Dans le cadre de cette proposition, les taxes à l'immatriculation seraient progressivement supprimées "sur une période transitoire comprise entre cinq et dix ans". Selon la Commission, les recettes des Etats membres ne seront pas affectées si cette suppression progressive s'accompagne d'une hausse parallèle d'autres taxes, comme les taxes de circulation annuelles. Par ailleurs, un système de remboursement sera mis en place afin d'éviter la double imposition.

Réactions : 

Les constructeurs automobiles soutiennent la proposition visant à lier la taxation des voitures à leur niveau d'émissions de CO2. Selon un récent communiqué, l’Association des constructeurs automobiles européens (ACEA),  "soutient pleinement la proposition de la Commission". Selon elle, le cadre défini par la proposition devrait également s'appliquer aux carburants alternatifs tels que l'éthanol et le biodiesel. Elle a enfin déclaré que "la taxation se doit d'être technologiquement neutre et uniquement fondée sur les émissions de CO2".

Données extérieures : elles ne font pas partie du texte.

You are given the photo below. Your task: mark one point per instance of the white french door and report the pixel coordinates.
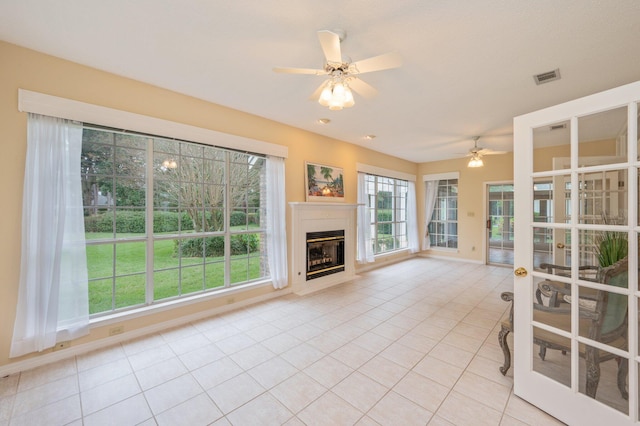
(579, 358)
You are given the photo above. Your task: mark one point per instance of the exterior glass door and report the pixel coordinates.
(500, 224)
(576, 293)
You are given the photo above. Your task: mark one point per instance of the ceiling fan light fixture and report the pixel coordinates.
(326, 95)
(475, 161)
(348, 97)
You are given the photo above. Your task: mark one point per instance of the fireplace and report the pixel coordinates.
(325, 253)
(320, 256)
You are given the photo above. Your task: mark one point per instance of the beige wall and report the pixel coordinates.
(23, 68)
(471, 199)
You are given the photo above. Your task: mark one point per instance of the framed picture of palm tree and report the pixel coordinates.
(324, 183)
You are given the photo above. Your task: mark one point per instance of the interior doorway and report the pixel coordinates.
(500, 224)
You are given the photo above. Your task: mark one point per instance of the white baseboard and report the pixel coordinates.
(454, 259)
(72, 351)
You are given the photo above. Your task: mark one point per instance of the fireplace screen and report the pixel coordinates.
(325, 253)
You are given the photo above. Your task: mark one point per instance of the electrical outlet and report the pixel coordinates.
(62, 345)
(116, 330)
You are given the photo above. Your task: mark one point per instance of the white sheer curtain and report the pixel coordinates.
(364, 249)
(431, 193)
(53, 302)
(412, 218)
(276, 222)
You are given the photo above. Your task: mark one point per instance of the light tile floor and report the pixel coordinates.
(413, 343)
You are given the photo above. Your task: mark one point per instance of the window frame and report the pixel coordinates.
(40, 103)
(396, 224)
(443, 204)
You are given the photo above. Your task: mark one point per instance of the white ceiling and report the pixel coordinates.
(468, 65)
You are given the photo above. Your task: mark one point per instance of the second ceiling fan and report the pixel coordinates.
(335, 92)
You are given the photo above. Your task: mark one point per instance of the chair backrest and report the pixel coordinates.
(614, 305)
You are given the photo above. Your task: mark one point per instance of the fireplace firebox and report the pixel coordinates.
(325, 253)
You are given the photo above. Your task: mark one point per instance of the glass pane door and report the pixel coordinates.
(500, 224)
(576, 239)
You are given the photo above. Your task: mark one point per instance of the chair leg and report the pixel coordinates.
(623, 370)
(593, 371)
(502, 339)
(543, 352)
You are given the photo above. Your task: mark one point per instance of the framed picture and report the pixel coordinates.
(324, 183)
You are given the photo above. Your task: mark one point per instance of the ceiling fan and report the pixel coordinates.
(476, 153)
(335, 92)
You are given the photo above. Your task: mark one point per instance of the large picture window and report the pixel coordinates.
(443, 228)
(387, 202)
(166, 218)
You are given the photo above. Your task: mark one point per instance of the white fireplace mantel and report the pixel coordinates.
(319, 217)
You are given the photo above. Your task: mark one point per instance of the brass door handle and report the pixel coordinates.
(520, 272)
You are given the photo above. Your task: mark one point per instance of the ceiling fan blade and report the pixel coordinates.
(316, 94)
(377, 63)
(330, 43)
(300, 71)
(363, 89)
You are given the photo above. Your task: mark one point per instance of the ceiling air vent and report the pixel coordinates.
(548, 76)
(558, 126)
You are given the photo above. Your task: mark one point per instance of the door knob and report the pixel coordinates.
(520, 272)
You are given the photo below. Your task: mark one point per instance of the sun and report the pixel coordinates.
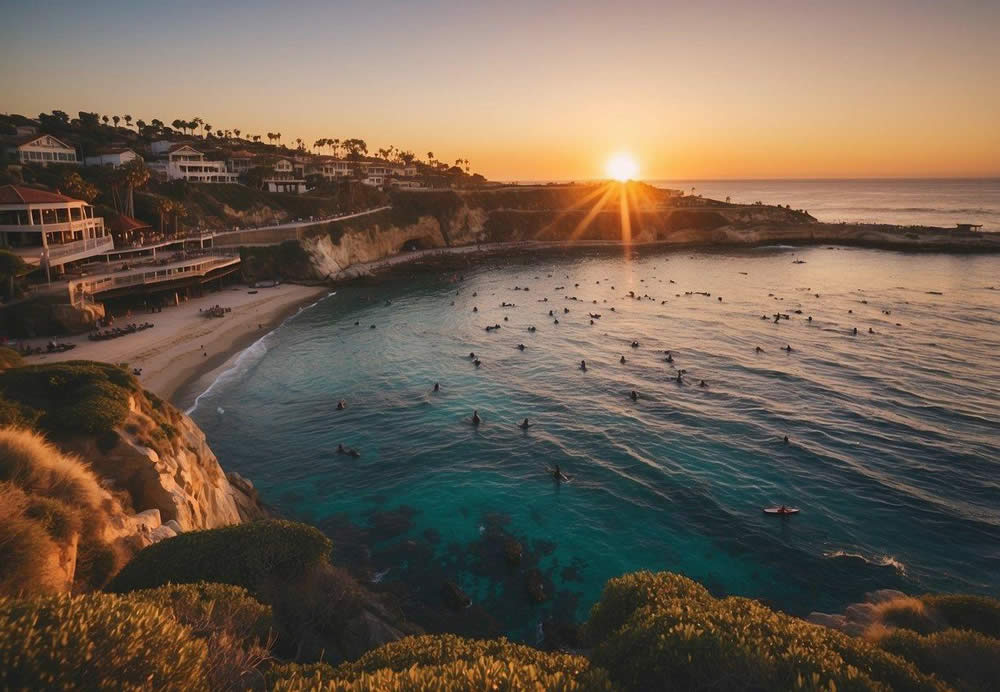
(622, 167)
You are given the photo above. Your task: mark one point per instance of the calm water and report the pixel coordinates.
(895, 436)
(922, 202)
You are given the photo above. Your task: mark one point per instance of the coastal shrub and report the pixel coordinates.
(970, 661)
(25, 547)
(9, 358)
(96, 641)
(437, 649)
(458, 676)
(235, 627)
(674, 631)
(247, 555)
(62, 399)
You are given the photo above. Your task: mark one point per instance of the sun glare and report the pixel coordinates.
(622, 167)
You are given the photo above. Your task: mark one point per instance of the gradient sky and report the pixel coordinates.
(544, 90)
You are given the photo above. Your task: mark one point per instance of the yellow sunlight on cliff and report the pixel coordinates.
(622, 167)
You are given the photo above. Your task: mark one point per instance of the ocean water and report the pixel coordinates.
(894, 435)
(921, 202)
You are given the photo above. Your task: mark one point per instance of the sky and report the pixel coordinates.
(544, 90)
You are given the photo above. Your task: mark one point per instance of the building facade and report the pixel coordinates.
(43, 150)
(49, 229)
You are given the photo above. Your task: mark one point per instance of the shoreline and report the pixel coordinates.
(184, 345)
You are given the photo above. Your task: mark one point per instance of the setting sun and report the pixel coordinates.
(622, 167)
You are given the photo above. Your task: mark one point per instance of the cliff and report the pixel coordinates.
(145, 467)
(572, 215)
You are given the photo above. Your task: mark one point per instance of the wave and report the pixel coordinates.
(251, 355)
(878, 560)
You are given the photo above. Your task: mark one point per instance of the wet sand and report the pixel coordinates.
(185, 345)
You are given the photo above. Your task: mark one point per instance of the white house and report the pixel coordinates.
(112, 158)
(48, 229)
(43, 149)
(285, 179)
(184, 162)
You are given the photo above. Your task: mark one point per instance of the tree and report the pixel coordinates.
(11, 267)
(132, 175)
(74, 185)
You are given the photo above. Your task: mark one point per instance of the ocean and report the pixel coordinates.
(920, 202)
(894, 432)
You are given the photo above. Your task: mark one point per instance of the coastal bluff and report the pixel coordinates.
(106, 468)
(566, 216)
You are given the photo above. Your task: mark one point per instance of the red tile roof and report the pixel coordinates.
(18, 194)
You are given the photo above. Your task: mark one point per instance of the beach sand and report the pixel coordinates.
(185, 348)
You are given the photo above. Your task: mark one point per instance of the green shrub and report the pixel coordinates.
(96, 641)
(62, 399)
(459, 676)
(976, 613)
(437, 649)
(968, 660)
(673, 631)
(247, 555)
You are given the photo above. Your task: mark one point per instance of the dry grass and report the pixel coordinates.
(25, 548)
(38, 468)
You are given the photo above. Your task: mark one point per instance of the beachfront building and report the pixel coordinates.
(112, 158)
(184, 162)
(42, 150)
(285, 178)
(48, 229)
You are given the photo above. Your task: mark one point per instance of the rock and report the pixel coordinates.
(535, 585)
(512, 551)
(454, 597)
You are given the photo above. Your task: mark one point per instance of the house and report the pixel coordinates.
(48, 229)
(239, 162)
(112, 158)
(286, 178)
(43, 149)
(184, 162)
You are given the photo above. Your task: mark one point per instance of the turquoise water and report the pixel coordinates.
(894, 446)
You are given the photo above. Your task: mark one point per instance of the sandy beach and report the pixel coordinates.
(185, 347)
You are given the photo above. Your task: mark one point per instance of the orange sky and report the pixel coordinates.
(546, 90)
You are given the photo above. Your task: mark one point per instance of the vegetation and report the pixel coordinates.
(64, 399)
(648, 628)
(96, 641)
(50, 503)
(247, 555)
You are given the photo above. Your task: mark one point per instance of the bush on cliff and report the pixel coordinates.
(247, 555)
(649, 628)
(64, 399)
(95, 642)
(447, 662)
(965, 659)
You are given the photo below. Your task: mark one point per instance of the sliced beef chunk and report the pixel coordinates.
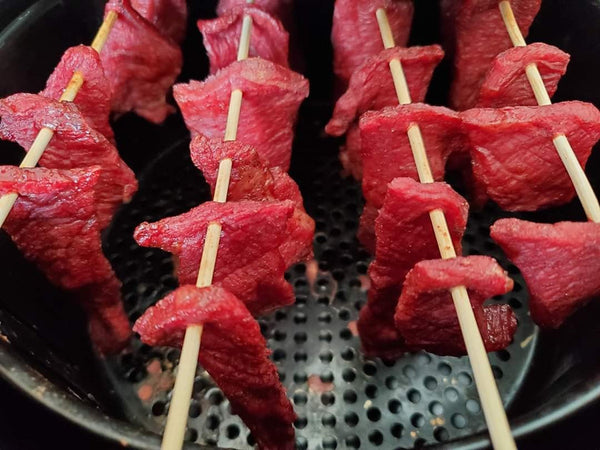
(268, 39)
(514, 157)
(425, 315)
(560, 263)
(506, 83)
(233, 352)
(139, 84)
(75, 144)
(271, 97)
(249, 260)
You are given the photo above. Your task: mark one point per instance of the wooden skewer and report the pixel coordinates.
(188, 362)
(45, 134)
(582, 185)
(486, 385)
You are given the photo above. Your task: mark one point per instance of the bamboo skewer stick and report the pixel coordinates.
(582, 185)
(188, 362)
(45, 134)
(491, 402)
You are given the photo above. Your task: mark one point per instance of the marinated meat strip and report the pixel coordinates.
(55, 224)
(168, 16)
(405, 236)
(355, 32)
(386, 152)
(371, 88)
(506, 83)
(425, 315)
(479, 35)
(282, 9)
(272, 96)
(75, 145)
(514, 157)
(250, 260)
(93, 99)
(140, 63)
(268, 39)
(233, 352)
(251, 179)
(560, 263)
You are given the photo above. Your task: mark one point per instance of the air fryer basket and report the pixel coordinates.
(342, 399)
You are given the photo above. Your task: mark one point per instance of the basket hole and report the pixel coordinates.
(349, 375)
(371, 391)
(373, 414)
(232, 431)
(417, 420)
(350, 396)
(375, 437)
(300, 398)
(328, 420)
(397, 430)
(351, 419)
(459, 421)
(436, 408)
(394, 406)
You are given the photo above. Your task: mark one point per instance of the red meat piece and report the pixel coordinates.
(251, 179)
(480, 35)
(54, 224)
(425, 315)
(355, 33)
(506, 83)
(93, 99)
(282, 9)
(233, 352)
(271, 97)
(560, 263)
(371, 88)
(139, 84)
(75, 145)
(168, 16)
(249, 261)
(268, 39)
(514, 157)
(386, 153)
(404, 237)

Le président du Comité européen du Commerce et de la Réparation Automobile (CECRA), Jürgen Creutzig, a déclaré : "Ce vote est une bonne nouvelle pour les citoyens, le secteur automobile et l'environnement. CECRA et les constructeurs automobiles soutiennent l'adoption d'une telle directive depuis des années."

La proposition devrait toutefois faire l'objet d'un veto des Etats membres opposés à une coopération européenne renforcée sur les questions de fiscalité. 

Les conservateurs britanniques ont déjà fait savoir qu'ils "s'opposeraient à toute mesure diminuant la souveraineté du Royaume-Uni dans le domaine fiscal." Les Irlandais et les Hongrois seraient également dans le camp des adversaires à cette proposition.

"A ma connaissance, il n'y a pas d'unanimité au sein du Conseil," a indiqué une source européenne, ajoutant qu'il était peu probable que les ministres examinent la proposition si elle ne recueillait pas un soutien unanime. 

Au Parlement, la commission Affaires économiques et monétaires, qui est à l'origine de ce projet, a proposé que les taxes sur les véhicules soient liées à la pollution en général, et pas seulement aux émissions de CO2.

"Si le Conseil ne parvient pas à un accord sur cette question, les pays en faveur de la proposition de la Commission devront recourir à la procédure de coopération renforcée, en vertu de l'article 43-45 du Traité," a précisé le rapporteur sur ce dossier, Karin Riis-Jørgensen (ALDE, DK).

Prochaines étapes : 
  • La proposition pourrait en théorie être présentée au Conseil des Ministres pour adoption. Cependant, il est probable qu'elle soit rejetée, et donc qu'elle ne figure pas à l'agenda du Conseil.